Publication year - 1999
Publication title -
liver transplantation and surgery
Language(s) - English
Resource type - Journals
SCImago Journal Rank - 1.814
H-Index - 150
eISSN - 1527-6473
pISSN - 1074-3022
DOI - 10.1002/lt.500050203
Subject(s) - cmax , pharmacokinetics , medicine , trough level , liver transplantation , transplantation , area under the curve , ciclosporin , urology , gastroenterology , pharmacology , tacrolimus
Cyclosporine (Sandimmune; Novartis Pharmaceuticals UK Ltd) is an effective immunosuppressive drug, but its lipid formulation and variable absorption may expose children to the risk of rejection during episodes of gastroenteritis after liver transplantation. Neoral (Novartis) is a microemulsified form of cyclosporine that may be better absorbed. In this study, the pharmacokinetic profiles of Neoral and Sandimmune were compared in stable children after liver transplantation to evaluate whether Neoral is more predictably absorbed. Eight children, 6 boys and 2 girls, with a mean age of 4.5 years (range, 1.2‐12) were studied between 4 and 12 months after liver transplantation.
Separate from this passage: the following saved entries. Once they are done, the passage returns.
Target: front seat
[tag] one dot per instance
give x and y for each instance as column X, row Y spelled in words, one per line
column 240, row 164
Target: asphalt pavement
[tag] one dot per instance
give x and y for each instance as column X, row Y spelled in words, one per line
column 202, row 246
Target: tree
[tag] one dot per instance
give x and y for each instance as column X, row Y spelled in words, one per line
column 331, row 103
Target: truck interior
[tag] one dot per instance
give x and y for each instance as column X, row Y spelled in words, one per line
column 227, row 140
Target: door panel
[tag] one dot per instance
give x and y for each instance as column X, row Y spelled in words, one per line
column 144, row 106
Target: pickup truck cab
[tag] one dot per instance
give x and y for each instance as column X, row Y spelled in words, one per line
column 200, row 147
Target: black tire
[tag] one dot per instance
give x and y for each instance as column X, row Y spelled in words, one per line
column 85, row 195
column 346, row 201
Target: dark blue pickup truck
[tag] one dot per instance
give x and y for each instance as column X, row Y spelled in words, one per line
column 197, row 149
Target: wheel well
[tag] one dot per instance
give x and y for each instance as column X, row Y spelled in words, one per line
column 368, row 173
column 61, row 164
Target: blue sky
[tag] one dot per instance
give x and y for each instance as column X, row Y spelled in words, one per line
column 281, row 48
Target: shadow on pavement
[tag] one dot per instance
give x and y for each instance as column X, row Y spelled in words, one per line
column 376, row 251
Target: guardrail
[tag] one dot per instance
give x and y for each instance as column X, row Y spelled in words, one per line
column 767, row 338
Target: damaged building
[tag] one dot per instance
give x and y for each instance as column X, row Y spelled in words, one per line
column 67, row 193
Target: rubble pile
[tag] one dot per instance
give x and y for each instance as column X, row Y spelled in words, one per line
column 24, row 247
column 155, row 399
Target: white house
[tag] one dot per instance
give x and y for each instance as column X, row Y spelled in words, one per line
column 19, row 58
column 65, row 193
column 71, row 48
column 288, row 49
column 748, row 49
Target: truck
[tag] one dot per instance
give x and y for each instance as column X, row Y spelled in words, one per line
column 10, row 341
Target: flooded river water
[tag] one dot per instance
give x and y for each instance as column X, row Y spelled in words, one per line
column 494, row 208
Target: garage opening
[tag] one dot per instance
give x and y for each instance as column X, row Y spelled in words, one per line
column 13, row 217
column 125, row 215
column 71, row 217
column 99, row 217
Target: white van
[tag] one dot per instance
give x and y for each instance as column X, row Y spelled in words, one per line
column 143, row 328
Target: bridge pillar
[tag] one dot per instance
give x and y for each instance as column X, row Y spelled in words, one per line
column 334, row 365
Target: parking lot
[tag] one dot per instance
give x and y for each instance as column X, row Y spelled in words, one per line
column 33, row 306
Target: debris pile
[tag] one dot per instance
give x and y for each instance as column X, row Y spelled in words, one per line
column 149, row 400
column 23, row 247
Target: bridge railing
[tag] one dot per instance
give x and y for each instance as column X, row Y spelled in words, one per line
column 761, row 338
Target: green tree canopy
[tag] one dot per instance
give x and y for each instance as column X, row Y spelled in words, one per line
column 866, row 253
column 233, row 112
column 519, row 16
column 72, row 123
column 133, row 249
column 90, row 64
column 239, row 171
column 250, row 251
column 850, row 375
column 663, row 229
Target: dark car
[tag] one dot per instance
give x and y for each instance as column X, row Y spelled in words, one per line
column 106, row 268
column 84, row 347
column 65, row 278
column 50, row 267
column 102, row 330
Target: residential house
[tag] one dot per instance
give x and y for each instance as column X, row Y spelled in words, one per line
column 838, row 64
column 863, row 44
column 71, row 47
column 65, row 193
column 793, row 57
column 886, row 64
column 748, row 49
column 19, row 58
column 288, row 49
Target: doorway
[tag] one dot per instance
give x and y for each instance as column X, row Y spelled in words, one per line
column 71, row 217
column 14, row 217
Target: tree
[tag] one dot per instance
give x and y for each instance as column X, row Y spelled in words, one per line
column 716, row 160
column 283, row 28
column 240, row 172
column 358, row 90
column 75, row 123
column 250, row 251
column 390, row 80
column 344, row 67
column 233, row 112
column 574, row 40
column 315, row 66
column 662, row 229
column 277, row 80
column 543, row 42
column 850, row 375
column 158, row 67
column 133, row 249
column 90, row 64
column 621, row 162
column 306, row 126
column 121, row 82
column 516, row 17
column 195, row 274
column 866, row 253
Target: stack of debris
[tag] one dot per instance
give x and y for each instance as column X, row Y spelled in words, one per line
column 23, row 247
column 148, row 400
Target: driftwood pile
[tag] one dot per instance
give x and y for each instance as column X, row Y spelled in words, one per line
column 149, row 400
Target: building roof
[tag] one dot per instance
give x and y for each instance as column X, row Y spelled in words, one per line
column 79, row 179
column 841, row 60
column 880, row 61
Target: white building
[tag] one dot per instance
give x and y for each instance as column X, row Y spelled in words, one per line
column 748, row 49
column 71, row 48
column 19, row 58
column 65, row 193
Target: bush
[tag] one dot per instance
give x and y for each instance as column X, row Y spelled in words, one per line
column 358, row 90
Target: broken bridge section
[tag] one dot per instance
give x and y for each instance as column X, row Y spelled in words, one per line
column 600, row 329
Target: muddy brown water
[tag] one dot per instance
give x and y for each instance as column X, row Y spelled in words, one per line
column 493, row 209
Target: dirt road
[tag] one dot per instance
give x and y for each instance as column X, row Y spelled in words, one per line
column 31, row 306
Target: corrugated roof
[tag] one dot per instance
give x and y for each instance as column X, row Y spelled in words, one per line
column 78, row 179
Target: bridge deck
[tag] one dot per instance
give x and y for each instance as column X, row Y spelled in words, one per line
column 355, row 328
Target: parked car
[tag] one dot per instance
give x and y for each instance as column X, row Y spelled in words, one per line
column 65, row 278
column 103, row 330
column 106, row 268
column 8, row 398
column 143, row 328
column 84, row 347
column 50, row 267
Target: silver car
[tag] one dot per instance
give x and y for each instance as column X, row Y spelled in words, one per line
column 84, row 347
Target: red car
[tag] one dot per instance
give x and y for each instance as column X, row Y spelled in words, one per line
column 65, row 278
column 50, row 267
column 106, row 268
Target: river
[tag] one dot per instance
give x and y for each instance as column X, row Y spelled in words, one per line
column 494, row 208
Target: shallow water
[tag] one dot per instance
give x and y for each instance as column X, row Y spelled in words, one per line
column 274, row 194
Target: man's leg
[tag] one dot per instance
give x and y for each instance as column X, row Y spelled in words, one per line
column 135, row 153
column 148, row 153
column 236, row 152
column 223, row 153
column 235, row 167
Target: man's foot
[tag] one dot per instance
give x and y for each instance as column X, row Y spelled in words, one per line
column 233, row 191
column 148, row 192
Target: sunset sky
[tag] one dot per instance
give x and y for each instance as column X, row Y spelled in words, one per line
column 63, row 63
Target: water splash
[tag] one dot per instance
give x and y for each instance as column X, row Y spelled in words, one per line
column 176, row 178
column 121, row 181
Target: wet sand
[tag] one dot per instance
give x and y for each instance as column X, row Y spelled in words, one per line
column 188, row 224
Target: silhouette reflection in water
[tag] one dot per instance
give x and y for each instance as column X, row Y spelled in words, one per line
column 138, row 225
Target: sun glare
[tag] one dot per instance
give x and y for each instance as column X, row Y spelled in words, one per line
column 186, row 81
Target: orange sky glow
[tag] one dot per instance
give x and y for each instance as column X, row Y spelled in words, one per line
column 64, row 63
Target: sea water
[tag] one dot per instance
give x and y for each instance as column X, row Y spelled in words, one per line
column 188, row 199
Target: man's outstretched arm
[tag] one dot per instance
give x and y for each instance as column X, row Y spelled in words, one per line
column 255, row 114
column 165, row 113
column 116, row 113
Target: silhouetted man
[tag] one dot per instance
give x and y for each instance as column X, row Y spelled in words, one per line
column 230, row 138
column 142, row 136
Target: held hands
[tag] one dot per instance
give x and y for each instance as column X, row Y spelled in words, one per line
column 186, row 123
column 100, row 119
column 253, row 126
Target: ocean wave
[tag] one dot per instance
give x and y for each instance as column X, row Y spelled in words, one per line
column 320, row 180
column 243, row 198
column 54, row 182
Pharmacokinetic profiles were performed on each child by using the same dose (mg/kg) of Neoral or Sandimmune. T max , C max , C trough , and the area under the curve (AUC) were calculated and side effects were documented in children taking either drug for more than 3 months. Mean peak cyclosporine levels were higher and were achieved significantly sooner with Neoral (C max 790.5 ± 216.5 ng/mL, P  = .06; T max 1.8 ± 1.0 hr, P  = .01) than with Sandimmune (C max 589.4 ± 313 ng/mL, T max 2.5 ± 1.7 hr), implying more rapid and better absorption. There was no significant difference in overall drug exposure (AUC) and 12‐hour trough levels between the two formulations ( P  > .05). Children with Roux‐en‐Y loop biliary anastomosis taking Neoral, however, showed greater increases in AUC (mean increase = 37%) than those with duct‐to‐duct anastomosis (mean increase = 16%). There was no correlation between 12‐hour trough level and AUC for either Neoral ( r 2  = 0.48) or Sandimmune ( r 2  = −0.08); however, for both drugs, AUC correlated very well with the 2‐hour post‐dose level ( r 2  = 0.68 and 0.7, respectively). Hirsutism was reported in 4 of 6 children on Neoral and may be associated with higher peak levels. Neoral is more consistently absorbed than Sandimmune in children after liver transplantation and may be more effective prophylaxis against rejection. Because of the increased peak levels and drug exposure, which may influence side effects, particularly in children with Sandimmune malabsorption, we recommend a 1:0.75 dose conversion ratio in patients being converted from Sandimmune to Neoral.